Apache Airflow is a powerful platform for orchestrating complex workflows as Directed Acyclic Graphs (DAGs). Understanding the components of a DAG is crucial for building and managing your data pipelines effectively. In this article, we’ll explore the anatomy of an Apache Airflow DAG by breaking it down into its logical blocks and providing code examples for each block.
An Apache Airflow DAG can be divided into the following logical blocks:
- Imports: Importing the necessary libraries and operators.
- DAG Arguments: Defining arguments and configurations for the DAG.
- DAG Definition: Creating an instance of the DAG.
- Task Definitions: Defining individual tasks within the DAG.
- Task Pipeline: Specifying the order and dependencies between tasks.
Let’s dive into each of these blocks with code examples.
In this block, we import the required libraries and operators. These imports are essential for defining tasks and configuring the DAG.

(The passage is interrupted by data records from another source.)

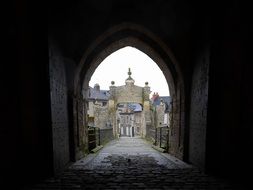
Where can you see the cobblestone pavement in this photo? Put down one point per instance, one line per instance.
(131, 163)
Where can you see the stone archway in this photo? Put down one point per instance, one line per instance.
(128, 34)
(129, 93)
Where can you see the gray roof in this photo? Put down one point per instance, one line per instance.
(98, 94)
(166, 99)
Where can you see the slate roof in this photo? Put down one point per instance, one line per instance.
(166, 100)
(98, 94)
(135, 107)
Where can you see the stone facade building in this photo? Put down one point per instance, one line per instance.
(129, 94)
(130, 119)
(97, 103)
(161, 109)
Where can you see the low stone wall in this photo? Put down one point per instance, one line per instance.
(161, 138)
(150, 133)
(105, 135)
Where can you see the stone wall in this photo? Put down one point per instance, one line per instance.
(198, 111)
(59, 112)
(106, 135)
(129, 93)
(101, 116)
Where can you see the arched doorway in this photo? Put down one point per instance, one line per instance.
(120, 36)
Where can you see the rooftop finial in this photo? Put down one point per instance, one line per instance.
(129, 72)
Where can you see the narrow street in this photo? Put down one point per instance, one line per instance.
(131, 163)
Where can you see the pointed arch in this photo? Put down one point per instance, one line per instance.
(117, 37)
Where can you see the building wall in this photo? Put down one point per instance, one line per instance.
(198, 110)
(59, 111)
(129, 94)
(101, 116)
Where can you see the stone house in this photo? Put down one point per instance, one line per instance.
(97, 103)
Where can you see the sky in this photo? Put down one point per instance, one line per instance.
(143, 68)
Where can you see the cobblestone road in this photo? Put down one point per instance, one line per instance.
(131, 163)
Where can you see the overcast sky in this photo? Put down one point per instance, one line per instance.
(143, 68)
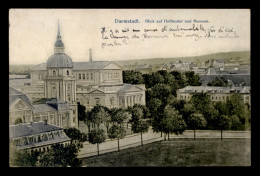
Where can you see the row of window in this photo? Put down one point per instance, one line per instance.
(111, 75)
(86, 76)
(43, 149)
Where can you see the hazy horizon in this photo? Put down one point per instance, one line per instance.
(32, 34)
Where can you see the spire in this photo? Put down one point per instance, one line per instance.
(59, 46)
(90, 55)
(58, 35)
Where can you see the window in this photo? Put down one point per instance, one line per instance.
(97, 101)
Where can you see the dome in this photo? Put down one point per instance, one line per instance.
(59, 43)
(59, 60)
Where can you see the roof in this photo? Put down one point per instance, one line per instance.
(41, 108)
(27, 129)
(60, 60)
(79, 65)
(14, 95)
(90, 65)
(213, 89)
(127, 87)
(19, 82)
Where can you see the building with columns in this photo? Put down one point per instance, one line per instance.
(90, 82)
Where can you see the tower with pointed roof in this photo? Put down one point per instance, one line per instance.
(60, 82)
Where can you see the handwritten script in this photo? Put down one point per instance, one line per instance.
(195, 32)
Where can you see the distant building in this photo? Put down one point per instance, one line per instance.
(199, 70)
(37, 136)
(215, 93)
(219, 63)
(183, 66)
(90, 83)
(146, 68)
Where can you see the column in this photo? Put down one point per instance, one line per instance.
(132, 100)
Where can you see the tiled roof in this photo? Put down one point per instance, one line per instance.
(54, 103)
(213, 89)
(90, 65)
(15, 94)
(79, 65)
(19, 82)
(42, 108)
(39, 67)
(28, 129)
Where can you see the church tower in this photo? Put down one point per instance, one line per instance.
(60, 82)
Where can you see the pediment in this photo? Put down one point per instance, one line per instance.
(20, 104)
(111, 66)
(97, 91)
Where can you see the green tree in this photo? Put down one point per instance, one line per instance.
(196, 121)
(139, 119)
(17, 121)
(116, 132)
(133, 77)
(222, 122)
(192, 79)
(22, 158)
(98, 115)
(218, 82)
(77, 138)
(96, 136)
(172, 122)
(81, 112)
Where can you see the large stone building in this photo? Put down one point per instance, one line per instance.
(55, 112)
(90, 83)
(37, 136)
(215, 93)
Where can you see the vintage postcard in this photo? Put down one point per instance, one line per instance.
(129, 87)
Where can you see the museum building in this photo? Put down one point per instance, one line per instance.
(90, 83)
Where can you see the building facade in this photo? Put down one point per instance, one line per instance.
(90, 83)
(37, 136)
(215, 93)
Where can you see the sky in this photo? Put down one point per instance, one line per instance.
(32, 33)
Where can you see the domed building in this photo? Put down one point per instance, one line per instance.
(90, 82)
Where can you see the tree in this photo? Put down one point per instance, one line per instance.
(77, 138)
(133, 77)
(22, 158)
(139, 119)
(96, 136)
(17, 121)
(222, 122)
(192, 79)
(81, 112)
(116, 132)
(98, 115)
(219, 82)
(59, 156)
(172, 122)
(196, 121)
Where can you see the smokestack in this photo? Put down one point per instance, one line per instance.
(90, 55)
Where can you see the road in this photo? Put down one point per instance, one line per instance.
(135, 140)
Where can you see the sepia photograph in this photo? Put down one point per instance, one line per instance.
(129, 87)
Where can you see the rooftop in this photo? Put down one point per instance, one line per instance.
(27, 129)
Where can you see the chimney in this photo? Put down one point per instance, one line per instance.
(90, 55)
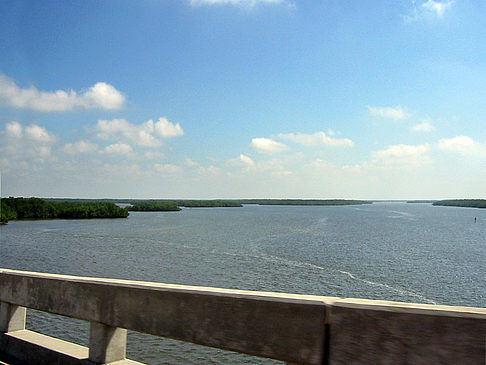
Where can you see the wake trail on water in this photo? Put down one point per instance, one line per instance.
(351, 276)
(296, 263)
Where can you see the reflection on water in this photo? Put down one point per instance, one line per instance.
(394, 251)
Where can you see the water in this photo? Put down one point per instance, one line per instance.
(393, 251)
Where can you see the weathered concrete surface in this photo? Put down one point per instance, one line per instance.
(12, 317)
(37, 349)
(107, 344)
(280, 326)
(378, 332)
(294, 328)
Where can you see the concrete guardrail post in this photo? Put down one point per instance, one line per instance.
(107, 344)
(12, 317)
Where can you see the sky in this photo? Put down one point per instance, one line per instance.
(207, 99)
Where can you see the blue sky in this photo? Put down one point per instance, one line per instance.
(243, 99)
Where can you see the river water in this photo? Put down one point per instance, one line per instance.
(393, 251)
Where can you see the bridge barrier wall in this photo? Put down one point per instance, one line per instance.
(297, 329)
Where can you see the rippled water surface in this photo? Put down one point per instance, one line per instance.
(394, 251)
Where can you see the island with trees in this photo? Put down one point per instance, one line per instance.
(304, 201)
(469, 203)
(155, 206)
(36, 208)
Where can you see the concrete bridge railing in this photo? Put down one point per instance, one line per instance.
(297, 329)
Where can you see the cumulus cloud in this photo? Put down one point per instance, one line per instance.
(436, 7)
(317, 139)
(80, 147)
(25, 143)
(166, 129)
(395, 113)
(13, 130)
(425, 126)
(99, 96)
(118, 149)
(146, 134)
(39, 134)
(403, 155)
(463, 145)
(427, 9)
(242, 161)
(267, 145)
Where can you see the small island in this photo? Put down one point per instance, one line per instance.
(468, 203)
(36, 208)
(155, 206)
(304, 202)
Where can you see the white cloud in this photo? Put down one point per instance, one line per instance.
(23, 144)
(317, 139)
(118, 149)
(166, 129)
(267, 145)
(395, 113)
(403, 155)
(246, 160)
(146, 134)
(39, 134)
(13, 130)
(190, 163)
(99, 96)
(80, 147)
(242, 161)
(463, 145)
(436, 7)
(427, 9)
(425, 126)
(153, 155)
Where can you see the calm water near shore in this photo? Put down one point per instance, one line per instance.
(394, 251)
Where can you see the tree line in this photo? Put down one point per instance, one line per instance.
(469, 203)
(36, 208)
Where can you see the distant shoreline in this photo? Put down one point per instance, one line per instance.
(465, 203)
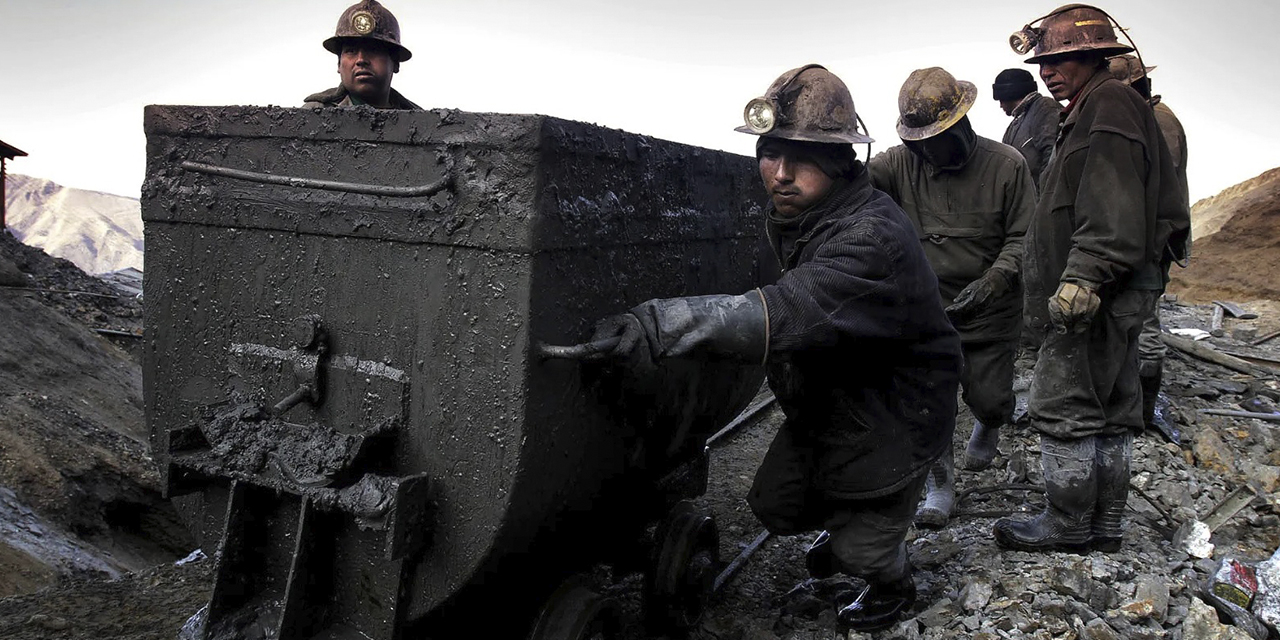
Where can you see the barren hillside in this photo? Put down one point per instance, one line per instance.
(97, 232)
(1237, 245)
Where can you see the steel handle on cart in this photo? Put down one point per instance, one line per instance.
(311, 183)
(584, 351)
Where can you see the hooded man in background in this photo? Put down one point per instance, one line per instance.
(969, 200)
(369, 53)
(858, 350)
(1034, 126)
(1151, 347)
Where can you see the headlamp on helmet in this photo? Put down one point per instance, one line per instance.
(1024, 40)
(760, 115)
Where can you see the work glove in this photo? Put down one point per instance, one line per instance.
(721, 325)
(1073, 306)
(978, 295)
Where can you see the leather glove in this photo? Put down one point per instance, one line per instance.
(722, 325)
(978, 295)
(1073, 306)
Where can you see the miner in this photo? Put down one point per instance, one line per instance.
(1092, 270)
(969, 200)
(1034, 126)
(369, 53)
(1151, 347)
(858, 348)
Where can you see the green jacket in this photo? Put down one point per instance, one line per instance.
(338, 96)
(1111, 200)
(1032, 132)
(969, 222)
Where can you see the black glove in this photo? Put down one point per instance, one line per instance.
(723, 325)
(978, 295)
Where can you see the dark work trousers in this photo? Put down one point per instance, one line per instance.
(868, 535)
(987, 379)
(1087, 383)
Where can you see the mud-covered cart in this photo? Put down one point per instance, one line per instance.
(346, 379)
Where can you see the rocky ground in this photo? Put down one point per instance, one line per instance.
(80, 517)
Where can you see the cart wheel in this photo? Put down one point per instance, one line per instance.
(576, 612)
(682, 576)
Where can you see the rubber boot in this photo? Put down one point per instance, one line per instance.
(940, 494)
(1070, 490)
(1111, 464)
(1150, 397)
(821, 561)
(982, 446)
(880, 604)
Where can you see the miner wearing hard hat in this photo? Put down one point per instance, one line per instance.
(1151, 348)
(1034, 124)
(369, 53)
(858, 350)
(969, 200)
(1092, 269)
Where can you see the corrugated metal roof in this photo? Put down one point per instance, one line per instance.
(9, 150)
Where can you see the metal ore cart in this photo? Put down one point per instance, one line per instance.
(347, 379)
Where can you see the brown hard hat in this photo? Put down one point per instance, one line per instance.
(368, 19)
(1129, 69)
(807, 104)
(931, 101)
(1074, 28)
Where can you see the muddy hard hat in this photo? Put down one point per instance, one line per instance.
(807, 104)
(1128, 69)
(931, 101)
(1069, 28)
(369, 19)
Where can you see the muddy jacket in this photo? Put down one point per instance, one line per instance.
(1033, 131)
(969, 222)
(1111, 200)
(862, 357)
(338, 96)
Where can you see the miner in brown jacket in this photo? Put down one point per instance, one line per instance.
(1151, 347)
(969, 200)
(369, 53)
(1091, 272)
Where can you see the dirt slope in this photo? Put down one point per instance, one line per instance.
(78, 493)
(1240, 259)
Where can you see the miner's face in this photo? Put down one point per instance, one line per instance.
(366, 71)
(1066, 76)
(792, 178)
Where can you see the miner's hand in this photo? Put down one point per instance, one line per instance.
(1073, 306)
(978, 295)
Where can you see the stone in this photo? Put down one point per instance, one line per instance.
(1202, 624)
(1097, 629)
(940, 615)
(1211, 453)
(1156, 592)
(976, 594)
(1073, 581)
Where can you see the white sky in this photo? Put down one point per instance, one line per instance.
(77, 73)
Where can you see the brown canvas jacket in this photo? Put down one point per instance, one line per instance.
(1110, 204)
(969, 222)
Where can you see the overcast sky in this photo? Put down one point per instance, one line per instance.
(78, 72)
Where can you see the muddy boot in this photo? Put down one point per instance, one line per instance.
(938, 494)
(1111, 465)
(1070, 489)
(878, 606)
(1150, 396)
(821, 561)
(982, 446)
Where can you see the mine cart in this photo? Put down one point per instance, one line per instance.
(352, 383)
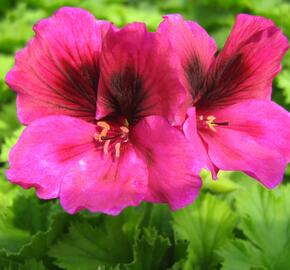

from datetime import timedelta
from airflow import DAG
from airflow.operators.bash_operator import BashOperator
from airflow.utils.dates import days_ago
DAG arguments are like settings for the DAG. They define parameters such as the owner, start date, email alerts, and retry settings.
default_args = {
'owner': 'Ramesh Sannareddy',
'start_date': days_ago(0),
'email': ['ramesh@somemail.com'],
'email_on_failure': True,
'email_on_retry': True,
'retries': 1,
'retry_delay': timedelta(minutes=5),
}
In this block, we create an instance of the DAG by specifying its unique ID, default arguments, description, and schedule interval.
dag = DAG(
dag_id='sample-etl-dag',
default_args=default_args,
description='Sample ETL DAG using Bash',
schedule_interval=timedelta(days=1),
)
Tasks are the building blocks of a DAG. In this block, we define individual tasks, each represented by a unique task ID, a Bash command to execute, and the DAG it belongs to:(remember to modify the bash_command to the actual command you need to run).
extract = BashOperator(
task_id='extract',
bash_command='echo "extract"',
dag=dag,
)transform = BashOperator(
task_id='transform',
bash_command='echo "transform"',
dag=dag,
)
load = BashOperator(
task_id='load',
bash_command='echo "load"',
dag=dag,
)
The task pipeline specifies the order in which tasks should be executed. Tasks are linked together using the >>
operator to create dependencies.
extract >> transform >> load
Now, let’s create a practical example of a DAG that extracts user information from the /etc/passwd
file, transforms it, and loads it into a file. This DAG will run daily.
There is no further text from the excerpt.